UFCW Canada continues Haiti support through Myriam Merlet Feminist Camp fundraiser

Myriam MerletIn both Haiti and Canada, Myriam Merlet was well-loved and known as a passionate author, political activist, and feminist who campaigned internationally to end violence against women and girls. Tragically, on Jan. 12, it was the cruelty of nature that killed her when her home in Port-au-Prince collapsed in the Haiti earthquake.

Merlet was 53, and at the time the chief of staff of Haiti’s Ministry for Gender and the Rights of Women. She had come full circle in her career. In the 1970s she fled Haiti and came to Canada to continue her advocacy and to study feminist theory and economics. A decade later, she returned to Haiti after the overthrow of the Duvalier regime.

Recently, at the University of Ottawa Law School, UFCW Canada was the event sponsor of a fundraiser reception for the Myriam Merlet Feminist International Solidarity Camp, a resource, health, and communications centre for women being established near the border of Haiti and the Dominican Republic. Other sponsors included the University of Ottawa’s Faculty of Law; the Alfie Roberts Institute, Montreal; the Canadian Association of Black Lawyers; the Black Women’s Civic Engagement Network; the Shirley E. Greenberg Chair for Women and the Legal Profession; MATCH International; PeaceBuild – Gender and Peacebuilding Working Group; Every Child is Sacred; the Ottawa Coalition to End Violence Against Women; and the Pearson Peacekeeping Centre.

The event raised more than $6,000 to carry on the vision and energy that Myriam Merlet brought to her sisters in Haiti, Canada, and around the world.

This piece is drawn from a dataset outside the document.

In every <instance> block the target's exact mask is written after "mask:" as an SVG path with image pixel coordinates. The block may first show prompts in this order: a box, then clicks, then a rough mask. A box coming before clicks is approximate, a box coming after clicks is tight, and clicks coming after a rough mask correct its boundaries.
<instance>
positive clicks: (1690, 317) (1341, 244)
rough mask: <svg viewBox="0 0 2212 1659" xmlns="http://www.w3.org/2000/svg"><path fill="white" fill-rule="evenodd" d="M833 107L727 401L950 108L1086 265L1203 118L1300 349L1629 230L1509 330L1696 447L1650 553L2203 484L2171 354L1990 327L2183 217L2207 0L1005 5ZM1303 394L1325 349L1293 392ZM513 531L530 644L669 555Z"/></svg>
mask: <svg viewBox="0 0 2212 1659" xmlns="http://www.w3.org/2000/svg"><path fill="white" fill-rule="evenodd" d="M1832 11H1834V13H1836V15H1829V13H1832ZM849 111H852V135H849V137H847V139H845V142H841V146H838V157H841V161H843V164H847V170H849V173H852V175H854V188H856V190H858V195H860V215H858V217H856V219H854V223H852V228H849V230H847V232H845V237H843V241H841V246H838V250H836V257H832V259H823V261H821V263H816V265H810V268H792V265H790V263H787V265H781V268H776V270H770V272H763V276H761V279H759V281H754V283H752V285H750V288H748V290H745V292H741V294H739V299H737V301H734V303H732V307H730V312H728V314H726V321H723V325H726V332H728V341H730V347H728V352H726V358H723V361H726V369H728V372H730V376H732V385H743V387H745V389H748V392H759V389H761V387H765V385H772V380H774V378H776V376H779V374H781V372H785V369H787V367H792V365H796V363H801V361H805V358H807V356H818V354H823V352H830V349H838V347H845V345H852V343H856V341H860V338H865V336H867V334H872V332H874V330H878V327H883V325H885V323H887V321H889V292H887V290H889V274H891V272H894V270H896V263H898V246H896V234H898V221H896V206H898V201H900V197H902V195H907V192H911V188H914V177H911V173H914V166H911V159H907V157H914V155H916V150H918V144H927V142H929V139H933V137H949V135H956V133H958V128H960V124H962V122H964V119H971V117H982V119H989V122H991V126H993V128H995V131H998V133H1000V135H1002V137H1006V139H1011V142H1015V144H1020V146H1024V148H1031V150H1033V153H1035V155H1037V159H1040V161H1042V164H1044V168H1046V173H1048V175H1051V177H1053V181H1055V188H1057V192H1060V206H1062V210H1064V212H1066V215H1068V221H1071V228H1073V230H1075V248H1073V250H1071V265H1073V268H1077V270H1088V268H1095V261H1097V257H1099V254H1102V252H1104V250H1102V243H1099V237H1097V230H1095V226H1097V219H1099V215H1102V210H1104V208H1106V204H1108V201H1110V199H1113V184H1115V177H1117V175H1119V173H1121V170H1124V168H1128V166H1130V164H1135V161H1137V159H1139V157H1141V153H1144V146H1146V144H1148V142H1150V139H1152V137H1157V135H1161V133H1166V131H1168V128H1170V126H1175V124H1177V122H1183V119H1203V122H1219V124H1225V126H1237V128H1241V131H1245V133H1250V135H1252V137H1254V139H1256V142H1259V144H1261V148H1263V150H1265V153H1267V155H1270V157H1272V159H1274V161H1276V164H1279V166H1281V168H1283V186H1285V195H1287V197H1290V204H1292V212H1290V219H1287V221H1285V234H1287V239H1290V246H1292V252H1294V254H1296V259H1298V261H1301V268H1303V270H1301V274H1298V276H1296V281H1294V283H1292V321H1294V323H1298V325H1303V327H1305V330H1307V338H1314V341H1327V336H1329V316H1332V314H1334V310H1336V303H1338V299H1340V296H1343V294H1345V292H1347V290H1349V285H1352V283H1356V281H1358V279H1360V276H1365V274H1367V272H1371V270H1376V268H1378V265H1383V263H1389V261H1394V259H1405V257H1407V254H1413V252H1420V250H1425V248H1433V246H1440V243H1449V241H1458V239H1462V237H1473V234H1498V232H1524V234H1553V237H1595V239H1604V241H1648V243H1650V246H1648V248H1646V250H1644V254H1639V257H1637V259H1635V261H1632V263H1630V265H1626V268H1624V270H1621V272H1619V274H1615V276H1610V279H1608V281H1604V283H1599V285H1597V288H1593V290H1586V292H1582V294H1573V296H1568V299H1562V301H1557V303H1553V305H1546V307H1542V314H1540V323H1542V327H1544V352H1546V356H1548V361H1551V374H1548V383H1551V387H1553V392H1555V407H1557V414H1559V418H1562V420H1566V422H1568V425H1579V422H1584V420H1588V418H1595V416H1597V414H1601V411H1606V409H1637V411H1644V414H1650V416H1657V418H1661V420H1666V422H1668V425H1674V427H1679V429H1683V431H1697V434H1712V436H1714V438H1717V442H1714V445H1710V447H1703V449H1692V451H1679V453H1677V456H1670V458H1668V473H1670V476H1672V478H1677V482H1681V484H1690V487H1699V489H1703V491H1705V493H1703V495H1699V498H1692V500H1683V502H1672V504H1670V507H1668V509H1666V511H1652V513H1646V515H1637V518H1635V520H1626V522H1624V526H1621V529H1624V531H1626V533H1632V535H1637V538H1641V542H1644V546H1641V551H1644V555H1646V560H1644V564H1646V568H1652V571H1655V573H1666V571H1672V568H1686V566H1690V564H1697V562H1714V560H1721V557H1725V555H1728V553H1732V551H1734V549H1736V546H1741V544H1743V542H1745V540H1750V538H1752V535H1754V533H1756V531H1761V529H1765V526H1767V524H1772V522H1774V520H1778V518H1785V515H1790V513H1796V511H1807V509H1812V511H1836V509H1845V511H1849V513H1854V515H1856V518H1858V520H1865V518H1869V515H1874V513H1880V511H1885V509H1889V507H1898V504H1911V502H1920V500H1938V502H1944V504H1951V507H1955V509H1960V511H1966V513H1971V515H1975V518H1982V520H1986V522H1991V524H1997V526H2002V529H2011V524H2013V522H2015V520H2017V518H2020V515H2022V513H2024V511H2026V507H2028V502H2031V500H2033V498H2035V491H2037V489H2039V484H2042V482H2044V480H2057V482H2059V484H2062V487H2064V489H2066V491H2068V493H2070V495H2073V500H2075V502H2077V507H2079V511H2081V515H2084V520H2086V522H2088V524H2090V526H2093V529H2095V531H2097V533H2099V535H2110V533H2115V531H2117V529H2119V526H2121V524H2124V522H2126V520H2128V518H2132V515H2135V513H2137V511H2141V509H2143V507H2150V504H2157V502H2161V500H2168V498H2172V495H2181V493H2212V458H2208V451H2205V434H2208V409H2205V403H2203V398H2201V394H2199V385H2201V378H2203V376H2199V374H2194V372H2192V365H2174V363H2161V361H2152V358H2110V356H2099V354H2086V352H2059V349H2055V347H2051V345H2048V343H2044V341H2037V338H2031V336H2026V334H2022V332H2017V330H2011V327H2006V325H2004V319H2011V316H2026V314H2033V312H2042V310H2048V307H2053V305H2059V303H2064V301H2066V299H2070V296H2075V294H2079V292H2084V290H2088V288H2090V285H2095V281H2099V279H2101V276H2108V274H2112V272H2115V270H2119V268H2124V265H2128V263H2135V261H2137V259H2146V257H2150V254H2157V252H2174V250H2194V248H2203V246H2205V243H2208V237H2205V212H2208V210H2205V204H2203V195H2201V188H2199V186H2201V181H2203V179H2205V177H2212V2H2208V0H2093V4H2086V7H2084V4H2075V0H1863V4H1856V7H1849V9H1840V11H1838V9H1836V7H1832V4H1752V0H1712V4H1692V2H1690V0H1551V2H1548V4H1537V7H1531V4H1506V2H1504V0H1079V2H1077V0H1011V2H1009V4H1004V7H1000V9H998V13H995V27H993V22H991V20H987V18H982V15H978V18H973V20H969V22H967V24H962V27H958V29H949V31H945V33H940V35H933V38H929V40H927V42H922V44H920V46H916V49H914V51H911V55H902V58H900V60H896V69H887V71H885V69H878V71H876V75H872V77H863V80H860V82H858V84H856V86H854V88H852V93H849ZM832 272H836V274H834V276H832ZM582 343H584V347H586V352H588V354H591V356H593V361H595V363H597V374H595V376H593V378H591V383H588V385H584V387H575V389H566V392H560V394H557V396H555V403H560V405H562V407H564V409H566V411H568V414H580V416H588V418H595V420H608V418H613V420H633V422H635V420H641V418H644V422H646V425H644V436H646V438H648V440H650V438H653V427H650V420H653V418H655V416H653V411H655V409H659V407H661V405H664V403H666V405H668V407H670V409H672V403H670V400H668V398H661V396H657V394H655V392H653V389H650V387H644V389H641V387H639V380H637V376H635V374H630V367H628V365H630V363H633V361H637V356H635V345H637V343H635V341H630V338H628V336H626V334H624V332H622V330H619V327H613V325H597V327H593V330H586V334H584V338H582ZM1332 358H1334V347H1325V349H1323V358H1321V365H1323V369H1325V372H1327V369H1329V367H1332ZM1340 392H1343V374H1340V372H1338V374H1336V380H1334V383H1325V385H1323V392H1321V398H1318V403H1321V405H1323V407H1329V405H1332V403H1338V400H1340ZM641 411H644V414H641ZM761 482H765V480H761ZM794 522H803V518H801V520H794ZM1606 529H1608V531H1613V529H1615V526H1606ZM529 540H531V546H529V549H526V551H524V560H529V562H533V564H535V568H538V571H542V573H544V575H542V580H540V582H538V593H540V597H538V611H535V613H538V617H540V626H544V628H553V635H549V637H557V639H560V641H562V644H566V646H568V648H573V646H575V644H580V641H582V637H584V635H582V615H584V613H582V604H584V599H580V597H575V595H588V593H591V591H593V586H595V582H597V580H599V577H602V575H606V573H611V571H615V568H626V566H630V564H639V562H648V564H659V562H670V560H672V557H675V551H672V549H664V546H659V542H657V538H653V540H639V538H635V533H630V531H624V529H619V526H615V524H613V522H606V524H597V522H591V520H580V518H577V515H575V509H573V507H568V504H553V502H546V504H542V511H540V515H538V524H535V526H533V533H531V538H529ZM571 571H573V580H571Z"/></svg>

“It was an honour for UFCW Canada to be a sponsor of this event,” says Nancy Quiring, chair of the UFCW Canada National Council Women’s Advisory Committee. “It accomplished two very important goals. By raising funds for the Solidarity Camp, we are continuing to help the people of Haiti in their time of need. At the same time, it gives UFCW Canada the opportunity of being a partner in keeping alive the memory and spirit of a great woman who dedicated her life to equity and a safer, better future for all women.”